Talmadge’s career lasted well into the late 1960’s, and once his starring career ended in 1936, he stayed behind the camera working as a stunt director and/or second-unit director on such A-product as HOW THE WEST WAS WON, NORTH TO ALASKA, CIRCUS WORLD, THE GREATEST STORY EVER TOLD, and CASINO ROYALE. However, he also was involved with (as director or second-unit director) some of the most bottom-of-the-barrel product imaginable, such as the 1950 Spade Cooley vehicle BORDER OUTLAWS (mine is the only review of that on the IMDB—check it out), the 16mm feature JEEPP HERDERS from 1946, the 1953 sci-fi feature PROJECT MOONBASE (which used some of the same sets as CATWOMEN OF THE MOON), and the 1956 Johnny Carpenter (as John Forbes) western I KILLED WILD BILL HICKOK (which you can see for free online).
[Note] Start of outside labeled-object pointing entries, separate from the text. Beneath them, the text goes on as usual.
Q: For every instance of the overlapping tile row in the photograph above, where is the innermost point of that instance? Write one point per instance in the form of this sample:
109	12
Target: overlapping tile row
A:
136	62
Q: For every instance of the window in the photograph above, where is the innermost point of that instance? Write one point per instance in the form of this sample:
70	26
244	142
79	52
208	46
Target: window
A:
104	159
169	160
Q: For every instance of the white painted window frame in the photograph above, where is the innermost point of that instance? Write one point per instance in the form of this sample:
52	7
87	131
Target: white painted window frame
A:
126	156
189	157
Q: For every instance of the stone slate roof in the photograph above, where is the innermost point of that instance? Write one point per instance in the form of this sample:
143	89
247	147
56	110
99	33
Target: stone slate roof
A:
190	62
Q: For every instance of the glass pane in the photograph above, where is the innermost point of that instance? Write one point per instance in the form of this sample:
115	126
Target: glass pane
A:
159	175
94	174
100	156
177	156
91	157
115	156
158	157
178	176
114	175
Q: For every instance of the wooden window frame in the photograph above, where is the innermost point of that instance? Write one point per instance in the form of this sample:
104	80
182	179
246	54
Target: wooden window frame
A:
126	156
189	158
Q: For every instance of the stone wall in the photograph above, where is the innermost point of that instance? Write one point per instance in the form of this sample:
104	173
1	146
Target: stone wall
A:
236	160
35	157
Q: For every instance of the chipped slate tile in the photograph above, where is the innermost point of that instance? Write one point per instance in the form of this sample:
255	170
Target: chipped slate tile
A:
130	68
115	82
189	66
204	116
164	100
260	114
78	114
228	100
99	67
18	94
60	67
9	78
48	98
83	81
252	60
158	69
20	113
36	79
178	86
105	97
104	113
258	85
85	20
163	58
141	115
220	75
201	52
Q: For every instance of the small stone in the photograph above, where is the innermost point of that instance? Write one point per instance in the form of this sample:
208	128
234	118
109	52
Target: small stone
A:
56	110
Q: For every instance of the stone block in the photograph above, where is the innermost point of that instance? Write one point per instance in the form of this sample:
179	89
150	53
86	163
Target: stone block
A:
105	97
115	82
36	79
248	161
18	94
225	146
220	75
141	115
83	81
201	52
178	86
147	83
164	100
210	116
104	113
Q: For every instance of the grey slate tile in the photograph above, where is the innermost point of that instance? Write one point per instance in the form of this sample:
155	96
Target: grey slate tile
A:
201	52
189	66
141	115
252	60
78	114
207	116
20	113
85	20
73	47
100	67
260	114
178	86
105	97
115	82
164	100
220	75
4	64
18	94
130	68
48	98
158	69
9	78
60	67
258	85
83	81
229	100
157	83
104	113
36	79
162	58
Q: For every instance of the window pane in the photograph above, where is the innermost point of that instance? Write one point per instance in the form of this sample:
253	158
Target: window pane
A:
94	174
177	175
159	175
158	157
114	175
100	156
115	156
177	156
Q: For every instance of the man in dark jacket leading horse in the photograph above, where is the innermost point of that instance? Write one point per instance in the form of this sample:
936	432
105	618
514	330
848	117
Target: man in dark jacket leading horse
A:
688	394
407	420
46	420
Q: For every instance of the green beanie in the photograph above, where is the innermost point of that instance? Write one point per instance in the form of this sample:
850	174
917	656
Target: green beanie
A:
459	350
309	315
During his heyday as a leading man in low-budget 20’s and 30’s action films focusing on his amazing prowess as an acrobat and stuntman, however, Richard Talmadge was the master—add to that his comfortable and amiable and enthusiastic screen presence, and his ability to know exactly the kind of projects to properly highlight his gifts (and cover-up his deficiencies) and to make them quickly and inexpensively so they would turn a profit and more of them could be produced. He is still working his magic today for anyone who’ll take the time to watch THE FIGHTING PILOT or THE SPEED REPORTER.